The State has a responsibility to ensure that ALL children are protected. The State is personified in the President, the Prime Minister and their Cabinet, in the Provincial Administration, in the local authorities and in the various state agencies and departments that tax us so heavily and deploy their coercive resources to keep us down when we protest. The State has failed its children and it is up to us, as law-abiding, tax-paying, otherwise obedient citizens to point out that with the coming of the new Constitution, it is no longer business as usual. The child-rights agencies are pushing against the sky in this effort and the State must begin to take its responsibilities seriously if it is to be taken seriously.
For starters, the State, in all its manifestations, must begin to re-direct its resources to ensure that children enjoy the rights that are inalienably theirs. White elephants must take back-seat to the need of providing for children country-wide. Before our Members of Parliament and their acolytes avail themselves of tax-free allowances, they must ensure that schools are built, teachers are provided, hospitals are staffed and medicines provided, and children have food in their stomachs and roofs over their heads. Family is the basis for social order and in children that social order is affirmed when they are healthy and safe. As individuals we cannot walk past the innocent faces of children everyday, simply worrying about our lives as if they are an inconvenience for others to worry over. An old African adage goes that it takes a village to raise a child. It is our responsibility as Kenyans to raise our children in safety and this is not limited to the fathers and mothers who sired and bore these children. When you see a child being used or abused, you must take action to ensure that the safety of that child is assured. It is your responsibility as much as that of the State.

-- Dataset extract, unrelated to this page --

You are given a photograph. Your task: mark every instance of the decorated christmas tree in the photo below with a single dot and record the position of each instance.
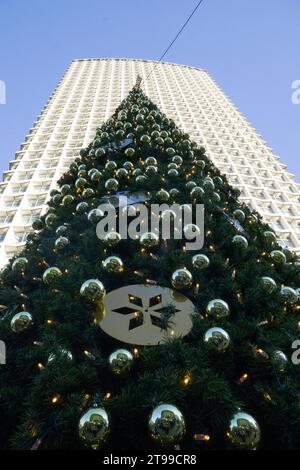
(120, 342)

The penalties for allowing children to be so ill-treated must be enforced to the maximum and maybe, even enhanced. It is rumoured that when a child from a poor family is sexually assaulted that sometimes the parents enter into an out-of-court settlement with the child's abusers or sometimes that the abuser himself bribes his way out of prosecution. This is mind-boggling. I have read the Criminal Procedure Code cover to cover and nowhere does it provide for plea-bargaining. Who are the prosecutors who decided to withdraw these cases from the court docket? Who are the magistrates who allowed this passage of affairs? Who are the prosecutors and policemen who received bribes and allowed the destroyers of dreams to walk among us? If you know of any public officer who allowed perpetrators of these heinous crimes to walk free, this is your opportunity to remind them that, in the words of another African saying, "Siku za mwizi ni arobaini." The vetting of judges and magistrates is about to take off. The National Police Service Commission is about to be appointed. As responsible citizens it is our duty and responsibility to report these public officers to these bodies to ensure that they do not continue to hold positions of rank or authority while innocent children suffer the effects of the decisions that they have taken. And those parents who placed their children in harm's way must be prosecuted to the fullest extent of the law and those who profited from the plight of these children must pay the price too. This is Kenya and it is no longer OK to walk tall when children are laid low. Children rights should be the defining moral question of the Kenyan Twenty-first Century.